Response to first line chemotherapy regimen is associated with efficacy of nivolumab in non-small-cell lung cancer

• Main Authors: Courèche-Guillaume Kaderbhai, Corentin Richard, Jean David Fumet, Anne Aarnink, Sandra Ortiz-Cuaran, Maurice Pérol, Pascal Foucher, Bruno Coudert, Laure Favier, Aurélie Lagrange, Emeric Limagne, Romain Boidot, Sylvain Ladoire, Michel Poudenx, Marius Ilie, Paul Hofman, Pierre Saintigny, François Ghiringhelli
• Format: Article
• Language: English
• Published: Taylor & Francis Group 2017-09-01
• Series: OncoImmunology
• Subjects: first-line chemotherapy; nivolumab; non-small-cell lung cancer
• Online Access: http://dx.doi.org/10.1080/2162402X.2017.1339856

Nivolumab, an anti PD-1 checkpoint inhibitor has demonstrated efficacy in metastatic non-small-cell lung cancer (NSCLC) patients after failure to standard chemotherapy. Standard chemotherapy agents could promote antitumor immune response. We thus examined whether the response to first line chemotherapy could impact on nivolumab benefit. One hundred and 15 patients with NSCLC were included in this retrospective study from 4 different French centers. Forty-three squamous cell carcinomas (SCC), and 72 non-SCC received nivolumab between 2015 and 2016 (3 mg/kg IV Q2W). Response to first-line chemotherapy and to nivolumab was retrospectively assessed on CT-scan by central review. The association between RECIST response to first-line chemotherapy and nivolumab efficacy were determined using Fisher's exact test and Cox proportional hazard model.
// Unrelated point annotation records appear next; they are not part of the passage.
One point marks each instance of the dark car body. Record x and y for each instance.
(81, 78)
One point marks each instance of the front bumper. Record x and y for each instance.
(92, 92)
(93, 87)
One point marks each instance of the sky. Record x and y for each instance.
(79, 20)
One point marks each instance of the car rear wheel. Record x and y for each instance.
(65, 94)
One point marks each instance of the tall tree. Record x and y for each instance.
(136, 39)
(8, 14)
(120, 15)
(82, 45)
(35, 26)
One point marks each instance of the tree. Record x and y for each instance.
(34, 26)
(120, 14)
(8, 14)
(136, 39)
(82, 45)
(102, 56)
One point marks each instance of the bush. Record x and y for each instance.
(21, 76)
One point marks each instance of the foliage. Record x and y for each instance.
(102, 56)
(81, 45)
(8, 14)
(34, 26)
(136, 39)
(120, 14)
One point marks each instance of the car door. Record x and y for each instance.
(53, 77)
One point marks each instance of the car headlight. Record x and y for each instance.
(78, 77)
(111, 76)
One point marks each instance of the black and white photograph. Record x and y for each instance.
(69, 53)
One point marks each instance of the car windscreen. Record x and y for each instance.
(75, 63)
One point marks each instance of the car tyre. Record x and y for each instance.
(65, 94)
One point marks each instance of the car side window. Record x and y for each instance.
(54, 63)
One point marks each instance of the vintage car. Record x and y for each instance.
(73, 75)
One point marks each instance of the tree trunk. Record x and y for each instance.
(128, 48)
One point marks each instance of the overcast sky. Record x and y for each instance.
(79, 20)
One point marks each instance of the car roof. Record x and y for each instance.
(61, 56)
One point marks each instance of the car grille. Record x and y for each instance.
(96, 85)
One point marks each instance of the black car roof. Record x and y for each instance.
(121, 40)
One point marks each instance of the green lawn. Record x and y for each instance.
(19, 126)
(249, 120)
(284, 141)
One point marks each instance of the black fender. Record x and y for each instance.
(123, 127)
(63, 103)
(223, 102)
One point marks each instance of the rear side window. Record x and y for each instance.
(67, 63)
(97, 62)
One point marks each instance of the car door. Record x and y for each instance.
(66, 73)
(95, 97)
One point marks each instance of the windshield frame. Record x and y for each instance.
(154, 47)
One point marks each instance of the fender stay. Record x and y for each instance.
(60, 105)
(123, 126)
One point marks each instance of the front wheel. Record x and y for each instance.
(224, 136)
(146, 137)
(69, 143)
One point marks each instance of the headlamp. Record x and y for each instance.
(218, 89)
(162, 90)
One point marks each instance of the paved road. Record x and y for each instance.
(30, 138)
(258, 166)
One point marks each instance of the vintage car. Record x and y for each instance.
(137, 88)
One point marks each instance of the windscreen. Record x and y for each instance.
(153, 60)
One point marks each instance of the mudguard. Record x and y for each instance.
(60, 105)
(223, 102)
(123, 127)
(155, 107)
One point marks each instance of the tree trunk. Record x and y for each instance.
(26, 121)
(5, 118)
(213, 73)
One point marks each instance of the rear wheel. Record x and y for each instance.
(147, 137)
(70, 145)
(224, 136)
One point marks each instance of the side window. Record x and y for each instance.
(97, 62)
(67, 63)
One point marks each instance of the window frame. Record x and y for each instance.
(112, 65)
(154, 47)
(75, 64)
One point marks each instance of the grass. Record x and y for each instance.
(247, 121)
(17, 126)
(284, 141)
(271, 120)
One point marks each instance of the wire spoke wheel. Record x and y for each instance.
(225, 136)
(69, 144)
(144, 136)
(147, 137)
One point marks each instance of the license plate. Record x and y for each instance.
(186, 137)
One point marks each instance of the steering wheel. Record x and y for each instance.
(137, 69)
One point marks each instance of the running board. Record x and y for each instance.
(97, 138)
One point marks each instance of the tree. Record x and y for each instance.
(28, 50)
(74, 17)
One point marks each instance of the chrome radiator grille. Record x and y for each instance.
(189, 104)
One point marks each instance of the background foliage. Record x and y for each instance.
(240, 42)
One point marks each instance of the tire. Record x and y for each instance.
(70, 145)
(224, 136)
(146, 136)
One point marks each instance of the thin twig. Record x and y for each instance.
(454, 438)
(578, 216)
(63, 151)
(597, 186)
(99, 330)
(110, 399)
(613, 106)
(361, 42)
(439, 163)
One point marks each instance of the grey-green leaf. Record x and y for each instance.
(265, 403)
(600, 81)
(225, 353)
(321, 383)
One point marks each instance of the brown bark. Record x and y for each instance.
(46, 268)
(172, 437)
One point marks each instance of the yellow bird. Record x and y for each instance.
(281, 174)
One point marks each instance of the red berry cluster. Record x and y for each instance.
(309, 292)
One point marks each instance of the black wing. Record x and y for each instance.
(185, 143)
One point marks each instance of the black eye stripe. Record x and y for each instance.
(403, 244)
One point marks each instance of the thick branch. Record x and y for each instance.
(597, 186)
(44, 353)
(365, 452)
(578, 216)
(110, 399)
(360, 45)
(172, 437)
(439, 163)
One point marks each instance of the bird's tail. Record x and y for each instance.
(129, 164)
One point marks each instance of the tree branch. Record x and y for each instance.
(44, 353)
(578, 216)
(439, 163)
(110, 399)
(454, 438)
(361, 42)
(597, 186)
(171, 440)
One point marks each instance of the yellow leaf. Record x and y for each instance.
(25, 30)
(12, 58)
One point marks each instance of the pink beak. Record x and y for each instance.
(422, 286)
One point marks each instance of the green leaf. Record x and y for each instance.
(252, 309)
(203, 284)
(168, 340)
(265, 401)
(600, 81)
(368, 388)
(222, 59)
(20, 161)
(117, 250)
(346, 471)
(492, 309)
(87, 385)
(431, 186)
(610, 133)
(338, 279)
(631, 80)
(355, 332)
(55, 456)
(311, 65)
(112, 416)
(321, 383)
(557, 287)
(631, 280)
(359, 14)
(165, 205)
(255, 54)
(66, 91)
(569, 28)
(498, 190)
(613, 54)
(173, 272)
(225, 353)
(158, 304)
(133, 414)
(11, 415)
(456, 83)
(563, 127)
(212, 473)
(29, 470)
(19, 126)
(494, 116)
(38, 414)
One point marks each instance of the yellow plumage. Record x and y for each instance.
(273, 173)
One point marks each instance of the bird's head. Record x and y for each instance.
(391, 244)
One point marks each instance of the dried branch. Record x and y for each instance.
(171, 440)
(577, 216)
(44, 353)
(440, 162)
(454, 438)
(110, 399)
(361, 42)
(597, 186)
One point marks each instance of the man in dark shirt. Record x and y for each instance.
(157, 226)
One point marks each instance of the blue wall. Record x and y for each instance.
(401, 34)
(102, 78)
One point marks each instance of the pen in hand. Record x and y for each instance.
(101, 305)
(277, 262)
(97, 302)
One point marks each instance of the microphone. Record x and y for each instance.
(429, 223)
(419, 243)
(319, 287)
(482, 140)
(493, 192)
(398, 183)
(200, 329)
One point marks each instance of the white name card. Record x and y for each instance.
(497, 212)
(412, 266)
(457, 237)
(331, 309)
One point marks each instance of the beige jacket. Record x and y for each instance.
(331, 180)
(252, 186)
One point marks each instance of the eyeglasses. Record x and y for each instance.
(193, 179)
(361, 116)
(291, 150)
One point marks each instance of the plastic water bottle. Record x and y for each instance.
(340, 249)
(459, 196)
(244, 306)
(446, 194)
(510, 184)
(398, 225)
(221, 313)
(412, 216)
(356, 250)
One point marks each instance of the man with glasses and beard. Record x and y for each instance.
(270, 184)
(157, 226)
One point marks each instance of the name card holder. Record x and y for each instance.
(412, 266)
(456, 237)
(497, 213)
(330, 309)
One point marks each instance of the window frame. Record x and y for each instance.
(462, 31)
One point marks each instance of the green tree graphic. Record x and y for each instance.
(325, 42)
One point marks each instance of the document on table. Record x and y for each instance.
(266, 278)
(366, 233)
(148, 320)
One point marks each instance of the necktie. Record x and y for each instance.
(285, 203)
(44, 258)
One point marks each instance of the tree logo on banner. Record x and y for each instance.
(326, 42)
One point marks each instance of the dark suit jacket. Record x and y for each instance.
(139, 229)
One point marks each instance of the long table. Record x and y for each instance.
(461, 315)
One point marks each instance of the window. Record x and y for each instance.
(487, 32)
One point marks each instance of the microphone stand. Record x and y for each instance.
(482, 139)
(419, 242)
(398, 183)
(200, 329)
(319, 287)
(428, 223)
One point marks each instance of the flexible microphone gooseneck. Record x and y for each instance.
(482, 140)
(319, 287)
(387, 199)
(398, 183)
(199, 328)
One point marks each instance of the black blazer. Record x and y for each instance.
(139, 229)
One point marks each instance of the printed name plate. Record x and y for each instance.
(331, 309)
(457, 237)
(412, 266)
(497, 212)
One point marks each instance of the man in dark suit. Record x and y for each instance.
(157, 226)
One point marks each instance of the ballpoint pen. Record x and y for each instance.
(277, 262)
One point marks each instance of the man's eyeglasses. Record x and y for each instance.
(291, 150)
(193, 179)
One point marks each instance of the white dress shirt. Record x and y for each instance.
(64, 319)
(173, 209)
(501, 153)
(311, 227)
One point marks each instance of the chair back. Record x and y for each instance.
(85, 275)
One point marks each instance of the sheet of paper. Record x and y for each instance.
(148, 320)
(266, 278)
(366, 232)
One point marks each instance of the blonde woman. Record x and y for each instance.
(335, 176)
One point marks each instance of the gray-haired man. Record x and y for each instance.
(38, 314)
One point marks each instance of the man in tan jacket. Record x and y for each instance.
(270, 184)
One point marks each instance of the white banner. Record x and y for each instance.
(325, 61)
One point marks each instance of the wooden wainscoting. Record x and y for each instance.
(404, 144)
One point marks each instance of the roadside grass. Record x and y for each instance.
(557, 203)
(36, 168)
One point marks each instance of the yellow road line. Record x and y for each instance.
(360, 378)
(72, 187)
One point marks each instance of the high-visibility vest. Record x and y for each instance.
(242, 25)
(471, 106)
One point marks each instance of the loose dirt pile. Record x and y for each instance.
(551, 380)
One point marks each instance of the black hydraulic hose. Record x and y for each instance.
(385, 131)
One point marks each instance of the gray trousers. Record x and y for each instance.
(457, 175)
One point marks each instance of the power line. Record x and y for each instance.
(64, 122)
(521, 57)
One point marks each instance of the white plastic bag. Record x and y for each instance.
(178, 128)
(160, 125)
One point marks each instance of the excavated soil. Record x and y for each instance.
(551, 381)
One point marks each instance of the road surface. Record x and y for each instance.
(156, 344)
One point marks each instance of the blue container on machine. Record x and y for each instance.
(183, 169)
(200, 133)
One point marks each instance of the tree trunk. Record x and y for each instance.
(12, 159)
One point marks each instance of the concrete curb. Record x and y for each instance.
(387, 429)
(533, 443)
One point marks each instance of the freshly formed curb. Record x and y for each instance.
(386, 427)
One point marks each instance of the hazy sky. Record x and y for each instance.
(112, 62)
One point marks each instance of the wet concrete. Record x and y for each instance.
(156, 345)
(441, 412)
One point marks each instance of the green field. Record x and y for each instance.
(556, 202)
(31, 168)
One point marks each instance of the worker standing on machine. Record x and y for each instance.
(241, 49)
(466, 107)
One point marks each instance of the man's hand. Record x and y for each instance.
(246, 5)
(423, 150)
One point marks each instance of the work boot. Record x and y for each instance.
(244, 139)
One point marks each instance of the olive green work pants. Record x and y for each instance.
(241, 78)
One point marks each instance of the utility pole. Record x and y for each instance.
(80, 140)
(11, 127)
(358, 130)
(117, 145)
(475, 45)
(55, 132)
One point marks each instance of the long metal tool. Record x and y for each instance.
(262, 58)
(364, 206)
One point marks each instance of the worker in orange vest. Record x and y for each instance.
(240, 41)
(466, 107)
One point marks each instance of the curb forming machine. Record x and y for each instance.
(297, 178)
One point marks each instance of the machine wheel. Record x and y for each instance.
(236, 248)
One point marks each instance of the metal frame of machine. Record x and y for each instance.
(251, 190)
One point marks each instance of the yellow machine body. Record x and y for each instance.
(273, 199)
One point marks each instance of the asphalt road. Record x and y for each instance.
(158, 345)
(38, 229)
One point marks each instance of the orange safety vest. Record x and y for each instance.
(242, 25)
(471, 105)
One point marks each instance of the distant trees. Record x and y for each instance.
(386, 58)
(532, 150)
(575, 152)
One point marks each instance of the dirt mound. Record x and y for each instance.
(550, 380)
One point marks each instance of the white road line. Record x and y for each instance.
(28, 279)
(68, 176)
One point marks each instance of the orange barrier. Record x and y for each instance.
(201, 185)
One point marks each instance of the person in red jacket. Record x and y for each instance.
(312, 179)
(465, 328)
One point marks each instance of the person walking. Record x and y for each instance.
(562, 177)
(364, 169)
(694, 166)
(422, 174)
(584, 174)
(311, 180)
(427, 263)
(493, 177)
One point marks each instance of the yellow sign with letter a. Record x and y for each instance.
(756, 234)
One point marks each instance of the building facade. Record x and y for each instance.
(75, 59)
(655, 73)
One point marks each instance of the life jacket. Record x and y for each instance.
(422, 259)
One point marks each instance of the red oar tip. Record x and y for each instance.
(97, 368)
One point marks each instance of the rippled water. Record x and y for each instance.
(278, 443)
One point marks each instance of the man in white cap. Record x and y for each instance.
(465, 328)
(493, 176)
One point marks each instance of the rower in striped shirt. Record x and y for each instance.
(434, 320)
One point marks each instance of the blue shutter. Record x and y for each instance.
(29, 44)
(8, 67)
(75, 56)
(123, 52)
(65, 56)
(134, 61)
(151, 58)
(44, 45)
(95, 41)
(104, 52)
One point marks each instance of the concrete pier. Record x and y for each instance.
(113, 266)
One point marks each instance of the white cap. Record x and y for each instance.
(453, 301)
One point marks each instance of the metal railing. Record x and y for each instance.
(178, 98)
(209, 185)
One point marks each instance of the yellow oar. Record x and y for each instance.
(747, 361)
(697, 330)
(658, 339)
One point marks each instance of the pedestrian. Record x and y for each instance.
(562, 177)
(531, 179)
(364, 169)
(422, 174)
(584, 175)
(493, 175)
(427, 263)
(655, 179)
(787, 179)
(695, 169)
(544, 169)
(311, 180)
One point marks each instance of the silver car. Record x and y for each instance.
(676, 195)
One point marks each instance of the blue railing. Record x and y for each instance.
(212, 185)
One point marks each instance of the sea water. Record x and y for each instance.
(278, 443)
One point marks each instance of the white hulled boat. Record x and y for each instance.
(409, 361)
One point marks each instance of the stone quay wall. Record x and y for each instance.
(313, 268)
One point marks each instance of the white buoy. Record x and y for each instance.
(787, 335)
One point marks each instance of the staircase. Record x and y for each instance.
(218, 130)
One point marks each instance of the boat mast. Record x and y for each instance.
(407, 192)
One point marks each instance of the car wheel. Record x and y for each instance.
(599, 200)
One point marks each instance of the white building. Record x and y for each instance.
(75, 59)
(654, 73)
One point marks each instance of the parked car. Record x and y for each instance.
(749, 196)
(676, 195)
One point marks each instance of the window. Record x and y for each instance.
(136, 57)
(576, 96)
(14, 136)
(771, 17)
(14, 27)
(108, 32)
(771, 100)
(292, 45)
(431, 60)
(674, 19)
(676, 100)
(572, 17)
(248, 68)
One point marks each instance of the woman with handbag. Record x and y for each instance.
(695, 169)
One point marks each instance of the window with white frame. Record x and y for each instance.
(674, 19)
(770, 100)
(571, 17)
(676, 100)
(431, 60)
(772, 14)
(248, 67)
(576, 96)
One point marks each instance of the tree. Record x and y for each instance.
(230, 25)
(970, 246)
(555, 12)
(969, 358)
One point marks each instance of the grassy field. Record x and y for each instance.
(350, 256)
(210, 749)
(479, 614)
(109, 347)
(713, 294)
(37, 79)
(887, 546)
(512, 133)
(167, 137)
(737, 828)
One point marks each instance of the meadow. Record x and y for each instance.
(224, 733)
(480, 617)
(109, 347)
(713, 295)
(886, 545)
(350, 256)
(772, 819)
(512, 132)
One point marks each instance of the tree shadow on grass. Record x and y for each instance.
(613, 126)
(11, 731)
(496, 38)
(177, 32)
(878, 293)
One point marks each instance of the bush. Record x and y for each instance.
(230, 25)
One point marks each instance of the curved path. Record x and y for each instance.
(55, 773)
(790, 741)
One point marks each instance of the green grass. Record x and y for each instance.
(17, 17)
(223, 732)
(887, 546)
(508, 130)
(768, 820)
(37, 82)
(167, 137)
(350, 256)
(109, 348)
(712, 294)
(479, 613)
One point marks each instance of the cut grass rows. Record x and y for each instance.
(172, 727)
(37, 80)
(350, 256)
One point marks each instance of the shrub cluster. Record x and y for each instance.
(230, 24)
Respectively 46 (40%), 44 (38%) and 25 (22%) patients experienced partial response (PR), stable disease (SD), or progressive disease (PD) in response to first-line platinum- based chemotherapy. Twenty 5 (21%), 34 (30%), 56 (49%) respectively experienced PR, SD and PD in response to nivolumab. 60% (54/90) of patients who experienced clinical benefit (PR + SD) after first-line chemotherapy also had clinical benefit after nivolumab, while only 20% (5/25) of patients with initial PD subsequently experienced clinical benefit with nivolumab (Fisher's exact test, P = 0.001). The type of first-line doublet chemotherapy did not influence the response rate to nivolumab. Univariate and multivariate analyses showed that patients with clinical benefit from first-line chemotherapy had higher second-line PFS (P = 0.003) (median PFS on nivolumab of 5, 3.3 and 1.9 months for patients with PR, SD and PD in response to first-line therapy, respectively). Similar results were obtained for OS. Thus this study suggests that the efficacy of first-line chemotherapy may be a valuable surrogate marker of the benefit of nivolumab in terms of PFS and OS.